No entanto, quando estamos a falar de uma pessoa sedentária, ou com um nível de experiência muito baixo, isto não funciona assim. Neste caso, o ideal é acumular o maior número possível de sessões com alta intensidade relativa para alcançar um nível decente de intensidade absoluta o mais rápido possível, o que nos permitirá gerar adaptações que terão uma influência positiva no nosso estado de saúde . Além disso, algumas pessoas partem de anos de inatividade, pelo que primeiro é necessário desfazer todo o terreno que percorremos para voltar ao ponto de partida e depois avançar.
Esta é uma das razões, para além do condicionamento genético, pelas quais custa muito mais melhorar a composição corporal ou a eficiência metabólica de uma pessoa de 40 anos, sedentária durante 20 anos, do que a de uma pessoa de 18 anos.

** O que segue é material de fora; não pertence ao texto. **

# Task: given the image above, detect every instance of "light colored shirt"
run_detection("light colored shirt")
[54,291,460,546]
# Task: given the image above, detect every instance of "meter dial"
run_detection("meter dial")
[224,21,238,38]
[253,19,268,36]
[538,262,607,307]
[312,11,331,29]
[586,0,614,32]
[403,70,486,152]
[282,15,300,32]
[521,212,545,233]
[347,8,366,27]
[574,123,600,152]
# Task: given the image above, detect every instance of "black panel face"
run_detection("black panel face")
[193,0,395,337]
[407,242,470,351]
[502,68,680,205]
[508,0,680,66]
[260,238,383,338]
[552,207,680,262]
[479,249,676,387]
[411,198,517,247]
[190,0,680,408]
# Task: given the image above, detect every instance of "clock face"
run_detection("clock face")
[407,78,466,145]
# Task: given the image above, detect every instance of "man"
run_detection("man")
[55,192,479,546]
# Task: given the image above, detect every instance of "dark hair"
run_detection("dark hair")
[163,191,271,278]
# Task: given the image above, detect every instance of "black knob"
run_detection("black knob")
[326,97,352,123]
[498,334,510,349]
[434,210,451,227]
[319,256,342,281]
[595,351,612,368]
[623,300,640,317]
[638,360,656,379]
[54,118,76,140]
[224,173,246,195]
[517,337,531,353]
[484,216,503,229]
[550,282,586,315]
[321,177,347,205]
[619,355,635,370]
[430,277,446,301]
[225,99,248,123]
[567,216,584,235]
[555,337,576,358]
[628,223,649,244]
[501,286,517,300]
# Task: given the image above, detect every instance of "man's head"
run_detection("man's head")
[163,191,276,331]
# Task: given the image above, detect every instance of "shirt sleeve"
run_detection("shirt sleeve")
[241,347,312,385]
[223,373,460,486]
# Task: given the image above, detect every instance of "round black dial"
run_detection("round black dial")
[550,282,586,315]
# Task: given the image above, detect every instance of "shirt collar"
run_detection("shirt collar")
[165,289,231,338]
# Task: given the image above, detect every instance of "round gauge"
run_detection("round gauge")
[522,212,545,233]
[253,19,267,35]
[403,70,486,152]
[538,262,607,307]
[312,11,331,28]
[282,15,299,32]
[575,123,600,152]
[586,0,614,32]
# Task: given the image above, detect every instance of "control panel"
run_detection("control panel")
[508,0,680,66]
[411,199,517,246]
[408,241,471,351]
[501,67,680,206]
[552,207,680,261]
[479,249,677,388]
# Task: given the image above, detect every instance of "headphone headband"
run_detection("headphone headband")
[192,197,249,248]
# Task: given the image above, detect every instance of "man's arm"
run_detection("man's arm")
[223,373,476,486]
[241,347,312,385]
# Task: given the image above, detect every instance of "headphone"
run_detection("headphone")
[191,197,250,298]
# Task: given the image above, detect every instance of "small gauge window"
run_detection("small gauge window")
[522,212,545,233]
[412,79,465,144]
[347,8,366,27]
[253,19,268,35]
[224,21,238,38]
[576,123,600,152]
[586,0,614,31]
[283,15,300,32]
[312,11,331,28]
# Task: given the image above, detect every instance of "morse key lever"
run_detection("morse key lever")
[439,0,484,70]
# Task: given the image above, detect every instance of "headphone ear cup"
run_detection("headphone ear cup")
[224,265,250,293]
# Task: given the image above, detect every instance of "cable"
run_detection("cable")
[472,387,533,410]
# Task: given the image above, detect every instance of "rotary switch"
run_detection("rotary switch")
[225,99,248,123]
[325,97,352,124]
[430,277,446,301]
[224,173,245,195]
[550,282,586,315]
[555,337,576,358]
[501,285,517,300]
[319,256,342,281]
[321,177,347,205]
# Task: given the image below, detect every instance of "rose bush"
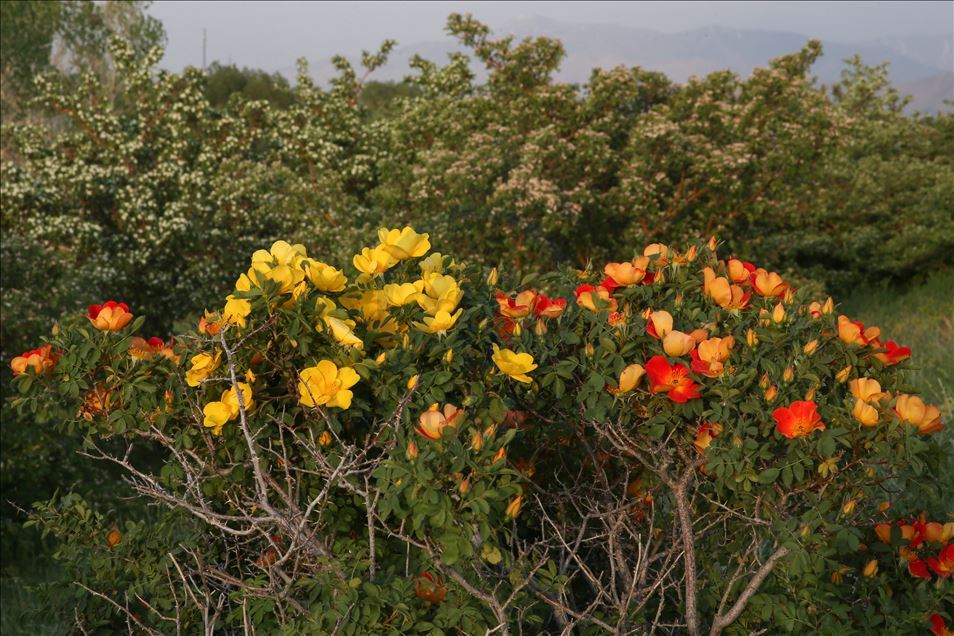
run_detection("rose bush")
[14,228,954,634]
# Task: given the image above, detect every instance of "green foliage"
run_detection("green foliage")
[0,0,166,99]
[205,62,295,108]
[0,12,954,633]
[13,228,954,633]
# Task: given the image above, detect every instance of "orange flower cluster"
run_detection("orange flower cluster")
[497,289,566,341]
[10,345,60,375]
[838,316,911,366]
[874,515,954,580]
[772,400,825,439]
[129,336,179,364]
[87,300,132,331]
[646,356,699,403]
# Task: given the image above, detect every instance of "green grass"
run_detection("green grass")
[836,271,954,410]
[0,555,73,636]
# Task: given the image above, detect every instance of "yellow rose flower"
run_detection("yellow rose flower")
[493,344,537,384]
[609,364,646,394]
[414,309,464,336]
[384,280,424,307]
[305,261,348,292]
[202,402,231,436]
[323,316,364,349]
[186,351,222,386]
[417,273,464,316]
[378,227,431,261]
[202,382,255,436]
[418,252,444,276]
[298,360,360,409]
[341,289,390,322]
[222,294,252,329]
[351,245,398,276]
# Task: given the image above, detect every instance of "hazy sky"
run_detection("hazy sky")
[149,0,954,71]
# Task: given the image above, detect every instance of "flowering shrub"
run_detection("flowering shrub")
[14,228,954,634]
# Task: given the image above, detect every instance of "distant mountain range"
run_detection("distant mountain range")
[294,17,954,113]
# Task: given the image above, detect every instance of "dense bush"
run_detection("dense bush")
[0,13,954,631]
[2,16,954,346]
[13,228,954,634]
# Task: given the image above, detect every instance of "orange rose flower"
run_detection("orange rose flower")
[693,422,722,453]
[838,316,881,347]
[414,572,447,605]
[749,268,788,298]
[726,258,755,285]
[772,400,825,439]
[702,267,752,309]
[497,289,537,318]
[927,544,954,579]
[691,336,735,378]
[10,345,60,375]
[646,356,699,403]
[875,340,911,367]
[533,294,566,318]
[930,614,954,636]
[646,311,672,339]
[576,285,619,312]
[894,395,944,435]
[87,300,132,331]
[417,404,464,440]
[603,256,649,287]
[129,336,179,363]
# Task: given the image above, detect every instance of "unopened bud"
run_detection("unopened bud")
[470,431,484,451]
[835,364,851,383]
[772,303,785,325]
[745,329,759,347]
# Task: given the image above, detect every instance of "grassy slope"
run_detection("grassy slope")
[838,272,954,410]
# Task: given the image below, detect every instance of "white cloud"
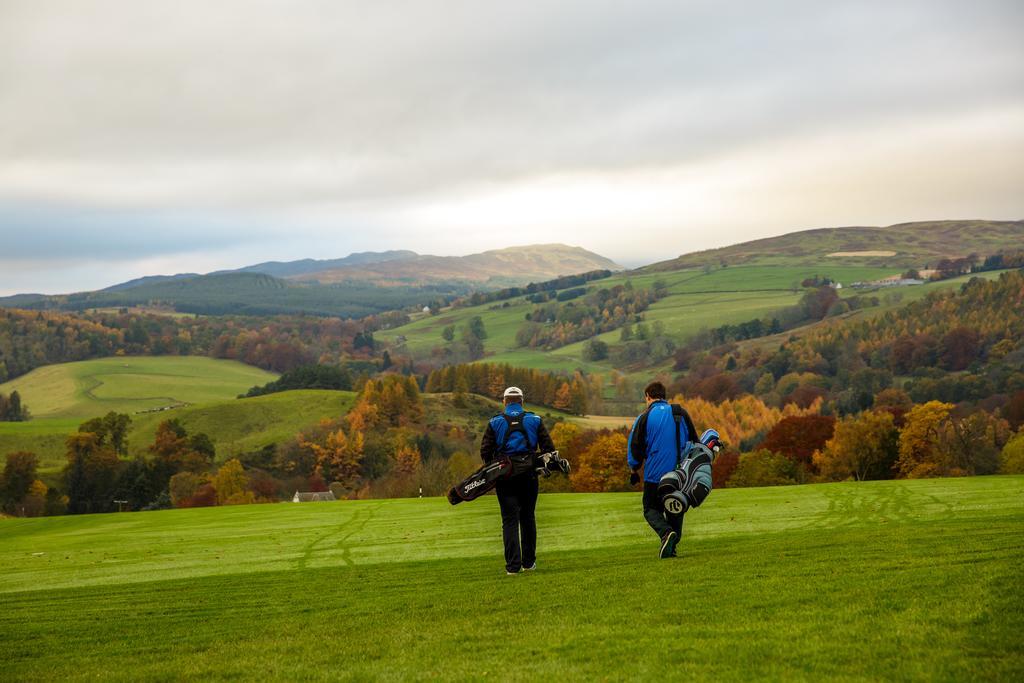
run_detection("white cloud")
[0,0,1024,291]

Depois, há o conceito de esforço percebido e de recuperação. Este último não é normalmente demasiado limitativo para os principiantes. Na realidade, dividir o volume semanal total em sessões relativamente curtas é normalmente suficiente. É claro que o tempo de descanso é importante, mas 7-8 horas de sono por noite são suficientes. Quando o nível de intensidade absoluta é muito elevado, as coisas mudam, pois o sono terá de ser prolongado para que possas recuperar adequadamente. Mas isso é outra questão.

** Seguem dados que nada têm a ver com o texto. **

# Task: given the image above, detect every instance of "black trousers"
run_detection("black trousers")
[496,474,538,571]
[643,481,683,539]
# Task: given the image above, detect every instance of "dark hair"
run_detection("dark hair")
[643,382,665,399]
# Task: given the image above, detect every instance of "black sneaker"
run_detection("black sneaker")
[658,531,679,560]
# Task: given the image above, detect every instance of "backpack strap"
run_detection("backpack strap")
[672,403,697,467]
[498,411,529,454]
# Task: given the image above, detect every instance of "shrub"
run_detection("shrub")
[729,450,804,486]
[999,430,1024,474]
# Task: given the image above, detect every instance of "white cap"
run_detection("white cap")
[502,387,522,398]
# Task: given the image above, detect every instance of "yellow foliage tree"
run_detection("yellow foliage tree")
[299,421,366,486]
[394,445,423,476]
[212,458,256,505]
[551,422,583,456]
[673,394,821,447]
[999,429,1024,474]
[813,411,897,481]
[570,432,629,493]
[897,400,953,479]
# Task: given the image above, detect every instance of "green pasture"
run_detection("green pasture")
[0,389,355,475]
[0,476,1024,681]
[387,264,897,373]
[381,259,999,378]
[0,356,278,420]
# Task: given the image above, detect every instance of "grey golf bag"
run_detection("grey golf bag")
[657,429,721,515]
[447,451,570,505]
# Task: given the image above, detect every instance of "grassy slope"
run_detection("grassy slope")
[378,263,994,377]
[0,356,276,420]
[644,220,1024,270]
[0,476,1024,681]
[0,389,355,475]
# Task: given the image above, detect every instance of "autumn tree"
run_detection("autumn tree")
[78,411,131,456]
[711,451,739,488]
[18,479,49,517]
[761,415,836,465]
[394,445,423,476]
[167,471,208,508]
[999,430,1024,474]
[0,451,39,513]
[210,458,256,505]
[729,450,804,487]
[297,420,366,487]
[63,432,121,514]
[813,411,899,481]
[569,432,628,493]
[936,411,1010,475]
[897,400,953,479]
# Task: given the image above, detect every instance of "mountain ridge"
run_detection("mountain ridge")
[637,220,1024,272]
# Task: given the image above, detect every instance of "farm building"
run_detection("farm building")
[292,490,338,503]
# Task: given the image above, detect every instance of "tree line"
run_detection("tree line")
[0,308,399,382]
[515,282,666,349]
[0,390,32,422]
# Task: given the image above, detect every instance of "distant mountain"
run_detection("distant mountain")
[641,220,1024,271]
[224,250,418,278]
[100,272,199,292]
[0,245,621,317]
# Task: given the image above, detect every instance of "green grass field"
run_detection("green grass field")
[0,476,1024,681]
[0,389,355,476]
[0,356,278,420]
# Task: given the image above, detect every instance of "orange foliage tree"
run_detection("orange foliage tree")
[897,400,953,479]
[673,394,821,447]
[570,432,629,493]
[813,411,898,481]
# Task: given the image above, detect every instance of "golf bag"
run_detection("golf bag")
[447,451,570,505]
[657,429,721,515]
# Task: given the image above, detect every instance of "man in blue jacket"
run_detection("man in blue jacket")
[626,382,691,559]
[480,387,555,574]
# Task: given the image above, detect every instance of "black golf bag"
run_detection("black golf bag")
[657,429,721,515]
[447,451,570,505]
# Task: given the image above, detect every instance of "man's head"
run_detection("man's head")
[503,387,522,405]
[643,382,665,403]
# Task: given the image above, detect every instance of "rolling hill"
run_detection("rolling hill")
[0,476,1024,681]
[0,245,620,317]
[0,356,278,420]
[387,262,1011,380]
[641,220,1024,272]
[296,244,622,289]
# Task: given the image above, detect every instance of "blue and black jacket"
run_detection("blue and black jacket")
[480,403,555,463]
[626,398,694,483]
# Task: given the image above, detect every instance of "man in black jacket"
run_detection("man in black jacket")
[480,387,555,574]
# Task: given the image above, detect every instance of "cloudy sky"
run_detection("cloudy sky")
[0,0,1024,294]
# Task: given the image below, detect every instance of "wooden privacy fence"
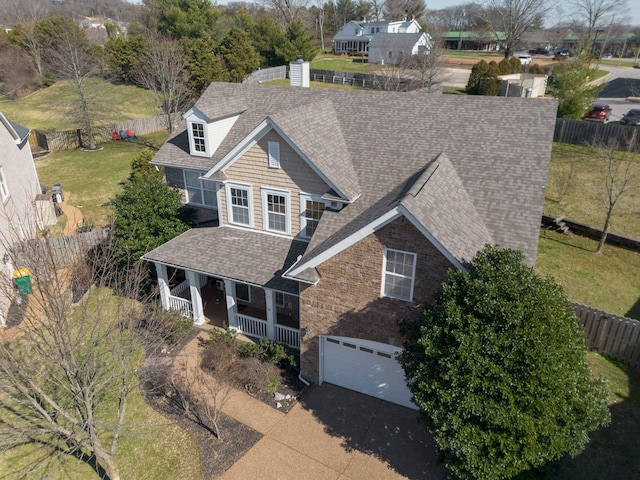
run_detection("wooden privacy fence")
[12,228,109,270]
[572,303,640,370]
[553,118,640,153]
[29,114,182,152]
[242,65,288,84]
[542,215,640,252]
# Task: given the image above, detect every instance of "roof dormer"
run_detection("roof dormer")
[183,107,240,157]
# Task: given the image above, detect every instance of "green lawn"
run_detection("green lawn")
[0,78,159,132]
[553,353,640,480]
[536,230,640,320]
[0,392,202,480]
[544,143,640,239]
[36,131,168,230]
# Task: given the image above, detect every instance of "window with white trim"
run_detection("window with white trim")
[236,283,251,303]
[184,170,218,208]
[226,184,253,227]
[300,194,326,238]
[269,142,280,168]
[0,167,9,202]
[262,188,290,233]
[382,248,416,302]
[191,122,207,153]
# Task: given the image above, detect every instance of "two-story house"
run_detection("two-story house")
[333,20,431,65]
[144,83,556,406]
[0,112,40,326]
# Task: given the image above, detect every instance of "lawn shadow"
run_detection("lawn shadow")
[300,383,445,480]
[540,229,595,253]
[557,359,640,480]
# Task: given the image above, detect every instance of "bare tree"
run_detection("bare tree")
[568,0,629,53]
[134,32,190,132]
[0,216,178,480]
[260,0,309,29]
[403,27,445,91]
[171,346,234,440]
[593,130,640,253]
[484,0,550,58]
[47,17,101,150]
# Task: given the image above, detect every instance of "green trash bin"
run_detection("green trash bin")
[13,268,33,296]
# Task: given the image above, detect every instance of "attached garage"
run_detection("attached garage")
[320,336,417,409]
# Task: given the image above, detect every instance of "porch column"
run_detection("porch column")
[264,288,276,341]
[224,280,238,330]
[154,262,171,310]
[186,270,204,325]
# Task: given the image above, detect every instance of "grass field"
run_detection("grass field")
[554,353,640,480]
[544,143,640,239]
[536,230,640,320]
[36,132,168,231]
[0,78,159,132]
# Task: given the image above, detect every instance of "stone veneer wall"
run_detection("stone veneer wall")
[300,218,452,382]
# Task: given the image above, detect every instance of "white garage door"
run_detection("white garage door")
[320,336,417,409]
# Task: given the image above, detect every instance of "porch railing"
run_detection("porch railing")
[171,280,189,298]
[237,313,267,338]
[169,295,193,319]
[276,323,300,350]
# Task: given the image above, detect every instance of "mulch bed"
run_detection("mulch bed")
[147,397,262,479]
[145,329,305,479]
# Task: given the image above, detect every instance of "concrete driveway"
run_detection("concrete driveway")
[220,384,444,480]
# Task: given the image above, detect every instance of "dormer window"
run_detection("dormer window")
[191,122,207,153]
[269,142,280,168]
[0,167,9,202]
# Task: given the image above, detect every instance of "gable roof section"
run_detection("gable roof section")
[271,100,360,201]
[369,32,427,48]
[142,226,307,295]
[286,155,493,281]
[153,83,557,265]
[400,154,494,265]
[194,83,248,120]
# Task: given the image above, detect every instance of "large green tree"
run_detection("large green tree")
[276,20,320,62]
[113,157,193,262]
[401,246,610,480]
[548,52,603,120]
[219,28,260,83]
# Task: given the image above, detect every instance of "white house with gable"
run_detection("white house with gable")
[333,19,431,64]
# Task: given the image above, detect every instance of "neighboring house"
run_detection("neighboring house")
[0,112,40,326]
[369,33,431,65]
[441,30,506,52]
[333,20,431,63]
[498,73,548,98]
[143,83,557,406]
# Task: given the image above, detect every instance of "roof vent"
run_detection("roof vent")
[289,55,309,88]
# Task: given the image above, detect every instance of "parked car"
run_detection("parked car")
[620,108,640,126]
[582,103,611,123]
[518,53,531,65]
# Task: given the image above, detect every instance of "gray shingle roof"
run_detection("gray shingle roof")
[271,100,360,200]
[369,33,426,48]
[148,83,557,278]
[143,226,307,295]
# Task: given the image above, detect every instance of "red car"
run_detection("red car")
[582,103,611,123]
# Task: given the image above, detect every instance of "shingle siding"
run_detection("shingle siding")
[300,218,452,382]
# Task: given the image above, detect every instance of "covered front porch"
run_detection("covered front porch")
[155,263,300,349]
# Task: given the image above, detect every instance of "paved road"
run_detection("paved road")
[598,66,640,122]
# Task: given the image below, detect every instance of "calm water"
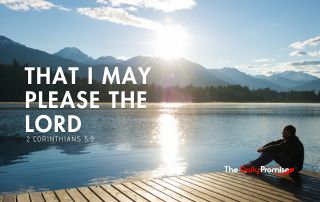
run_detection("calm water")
[0,103,320,193]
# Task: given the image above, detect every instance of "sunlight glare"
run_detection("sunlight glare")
[155,112,186,176]
[156,25,187,59]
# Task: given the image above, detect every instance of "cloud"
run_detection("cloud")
[290,51,320,57]
[77,7,161,30]
[236,60,320,78]
[288,60,320,66]
[289,36,320,49]
[116,56,130,60]
[97,0,196,12]
[254,58,274,63]
[0,0,70,11]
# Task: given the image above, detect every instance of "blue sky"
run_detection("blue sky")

Procura atingir a quantidade ideal de exercício
Para resumir um pouco. Se conseguires treinar a um nível de intensidade absoluta elevado, poderás fazer 3-4 treinos relativamente curtos por semana para te manteres saudável, desde que reduzas o tempo sedentário tanto quanto possível. Mas se não for esse o caso, o que infelizmente é o mais provável, as recomendações dos organismos internacionais de saúde são bastante fracas no que diz respeito à otimização. Não te esqueças de que quanto mais tempo acumulares a treinar a um nível de intensidade relativa elevado, mais depressa atingirás um nível de intensidade absoluta adequado. No fim de contas, o que estás a fazer é ganhar tempo.
A A partir daqui, podemos individualizar ao ponto do absurdo. Se uma pessoa tem dores no ombro, então a ênfase deve ser colocada nos exercícios para as pernas até que a estrutura esteja estabilizada e a lesão recuperada. Se outra pessoa tem filhos, um emprego, uma casa para limpar e 50 minutos de transportes públicos todas as manhãs, então o ideal é que nunca permaneça num estado sedentário para evitar uma má adaptação. Se já tiveres ido à superfície, então será necessário acumular o maior número possível de sessões para melhorares num período de tempo razoável.
Mas todas as questões pessoais não alteram nem um bocadinho a forma como a fisiologia funciona, que é o que é. Quer gostemos ou não. Por isso, o meu post não tinha como objetivo desencorajar, mas sim sensibilizar. Sobretudo quando 80% das pessoas que treinam, num ginásio ou fora dele, nem sequer têm consciência de que estão a trabalhar a um nível bastante baixo de intensidade relativa e, portanto, também de intensidade absoluta.